Никак не потому, что боялись ответственности за прекрасный образец игры на понижение. Но по той причине, что были уверены: пресс-конференция им с рук просто так не сойдет. Как-никак они не только вынесли в мир сведения, объявленные государственной тайной — первым это сделал сам президент, — но получена эта информация была в основном по своим собственным каналам, начиная с Минича и Джины, и лишь некоторые уточнения пришли от источника на Старой — который, конечно же, в этом не сознался бы и под самым серьезным давлением, — и она, эта информация, как мы могли заметить, отличалась от президентской тем, что была далеко не столь оптимистичной и, следовательно, гораздо более близкой к истине. Гридень, а с ним и Кудлатый были виновны в том, что тем или иным способом разгласили подлинную государственную тайну, а не только то, что принято было считать таковой.
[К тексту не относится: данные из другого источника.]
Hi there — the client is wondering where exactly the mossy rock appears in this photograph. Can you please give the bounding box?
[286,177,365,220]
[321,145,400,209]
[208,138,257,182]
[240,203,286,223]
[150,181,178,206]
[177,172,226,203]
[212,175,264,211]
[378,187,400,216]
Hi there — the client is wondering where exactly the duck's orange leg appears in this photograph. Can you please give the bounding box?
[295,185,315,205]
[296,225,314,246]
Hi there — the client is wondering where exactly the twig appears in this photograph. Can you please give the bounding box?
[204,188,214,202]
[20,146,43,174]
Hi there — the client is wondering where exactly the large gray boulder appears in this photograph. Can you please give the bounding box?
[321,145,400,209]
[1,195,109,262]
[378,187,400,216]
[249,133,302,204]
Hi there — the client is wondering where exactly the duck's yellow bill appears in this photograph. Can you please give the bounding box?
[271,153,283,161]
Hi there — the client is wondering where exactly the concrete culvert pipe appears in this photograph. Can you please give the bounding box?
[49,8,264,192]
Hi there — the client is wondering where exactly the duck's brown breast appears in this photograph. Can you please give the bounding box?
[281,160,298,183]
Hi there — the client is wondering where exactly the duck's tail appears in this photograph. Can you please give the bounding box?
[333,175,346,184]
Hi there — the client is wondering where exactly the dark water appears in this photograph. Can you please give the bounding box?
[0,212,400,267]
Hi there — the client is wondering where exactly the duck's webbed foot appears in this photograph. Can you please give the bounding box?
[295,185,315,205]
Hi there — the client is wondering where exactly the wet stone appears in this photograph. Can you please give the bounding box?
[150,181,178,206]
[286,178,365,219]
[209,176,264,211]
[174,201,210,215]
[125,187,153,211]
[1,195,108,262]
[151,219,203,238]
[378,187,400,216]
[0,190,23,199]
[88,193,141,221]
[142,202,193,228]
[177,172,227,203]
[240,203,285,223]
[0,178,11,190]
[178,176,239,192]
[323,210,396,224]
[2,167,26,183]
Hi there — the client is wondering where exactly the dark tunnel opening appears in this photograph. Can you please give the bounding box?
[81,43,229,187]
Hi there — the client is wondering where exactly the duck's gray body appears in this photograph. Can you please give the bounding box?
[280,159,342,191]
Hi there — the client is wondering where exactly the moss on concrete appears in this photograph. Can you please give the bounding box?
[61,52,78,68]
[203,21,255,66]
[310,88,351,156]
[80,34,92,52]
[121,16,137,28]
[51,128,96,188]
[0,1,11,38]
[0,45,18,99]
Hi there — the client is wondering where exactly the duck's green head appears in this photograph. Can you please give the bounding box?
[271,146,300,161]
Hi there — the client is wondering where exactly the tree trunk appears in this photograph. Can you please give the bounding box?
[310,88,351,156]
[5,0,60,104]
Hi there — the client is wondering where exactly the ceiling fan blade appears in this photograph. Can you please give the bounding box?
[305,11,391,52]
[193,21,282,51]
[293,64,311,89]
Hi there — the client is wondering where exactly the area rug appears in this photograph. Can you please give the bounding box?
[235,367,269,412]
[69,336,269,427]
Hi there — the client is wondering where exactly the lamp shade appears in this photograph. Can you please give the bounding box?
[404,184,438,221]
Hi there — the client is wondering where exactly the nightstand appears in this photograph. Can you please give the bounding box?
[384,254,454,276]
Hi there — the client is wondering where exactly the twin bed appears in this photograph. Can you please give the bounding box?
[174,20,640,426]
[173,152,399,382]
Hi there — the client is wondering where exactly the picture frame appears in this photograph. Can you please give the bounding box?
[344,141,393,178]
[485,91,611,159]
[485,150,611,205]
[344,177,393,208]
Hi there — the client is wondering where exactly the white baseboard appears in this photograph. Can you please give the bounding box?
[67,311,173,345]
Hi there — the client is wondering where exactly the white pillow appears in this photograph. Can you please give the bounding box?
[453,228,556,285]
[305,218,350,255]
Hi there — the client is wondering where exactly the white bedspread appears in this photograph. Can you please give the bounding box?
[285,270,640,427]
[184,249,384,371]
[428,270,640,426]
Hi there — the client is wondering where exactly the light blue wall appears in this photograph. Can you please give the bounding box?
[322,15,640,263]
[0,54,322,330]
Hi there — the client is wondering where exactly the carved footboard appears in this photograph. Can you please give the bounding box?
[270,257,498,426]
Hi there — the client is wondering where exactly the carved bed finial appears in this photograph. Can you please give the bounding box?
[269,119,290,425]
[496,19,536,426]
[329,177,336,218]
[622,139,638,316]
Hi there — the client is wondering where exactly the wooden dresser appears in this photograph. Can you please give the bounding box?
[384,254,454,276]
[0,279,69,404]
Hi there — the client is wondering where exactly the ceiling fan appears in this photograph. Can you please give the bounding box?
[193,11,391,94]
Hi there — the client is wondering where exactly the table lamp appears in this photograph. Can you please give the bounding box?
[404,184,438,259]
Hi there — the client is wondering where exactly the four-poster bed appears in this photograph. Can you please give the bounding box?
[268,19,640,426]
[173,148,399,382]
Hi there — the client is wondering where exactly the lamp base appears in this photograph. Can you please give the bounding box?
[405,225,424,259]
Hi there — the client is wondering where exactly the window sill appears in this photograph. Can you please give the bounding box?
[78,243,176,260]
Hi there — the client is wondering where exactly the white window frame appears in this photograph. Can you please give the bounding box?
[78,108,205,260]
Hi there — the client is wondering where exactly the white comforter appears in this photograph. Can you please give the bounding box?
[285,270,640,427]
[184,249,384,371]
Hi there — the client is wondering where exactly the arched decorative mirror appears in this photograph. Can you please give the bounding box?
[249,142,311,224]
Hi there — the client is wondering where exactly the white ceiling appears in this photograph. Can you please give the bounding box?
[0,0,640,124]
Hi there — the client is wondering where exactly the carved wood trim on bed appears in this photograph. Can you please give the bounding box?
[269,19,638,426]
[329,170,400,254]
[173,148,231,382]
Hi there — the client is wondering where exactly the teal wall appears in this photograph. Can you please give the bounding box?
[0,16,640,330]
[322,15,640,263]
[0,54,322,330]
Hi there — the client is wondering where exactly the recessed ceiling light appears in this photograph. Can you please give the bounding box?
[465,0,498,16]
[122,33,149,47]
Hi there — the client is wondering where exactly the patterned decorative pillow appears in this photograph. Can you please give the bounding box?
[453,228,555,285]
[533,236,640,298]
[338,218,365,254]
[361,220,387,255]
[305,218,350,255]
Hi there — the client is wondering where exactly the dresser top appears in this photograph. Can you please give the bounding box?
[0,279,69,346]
Хотя тут есть всякие зацепки: официально их никто в эту тайну не посвящал и подписки о неразглашении или хотя бы честного слова, ни тот, ни другой не давали. Однако, зная характер и традиции российской Фемиды, они совершенно правильно предпочли провести тот неизбежный период, когда власть захочет тащить и не пущать, где-нибудь в безопасном месте, не теряя, конечно, связи с делами, продолжая получать отчеты и отдавать распоряжения.
Делали они это, находясь в комфортабельно оборудованных каютах бывшего ракетоносца, а теперь скорее атомной подводной яхты, а при плавании в надводном положении, при хорошей штилевой погоде, — даже и на верхней палубе, наслаждаясь воздухом и солнцем. За первые два дня этой морской прогулки им ничто еще не успело надоесть, хотя Федор Петрович вообще-то моря не любил: слишком шаткое основание. Да, видимо, это им и не грозило: две недели самое большое — пока ракеты не долетят и не ударят по Телу Угрозы, и все последствия пресловутой пресс-конференции сами собой не устаканятся.
А две недели — что? Столько продолжается круиз по Средиземке. То есть потерпеть столько — вполне в силах человеческих.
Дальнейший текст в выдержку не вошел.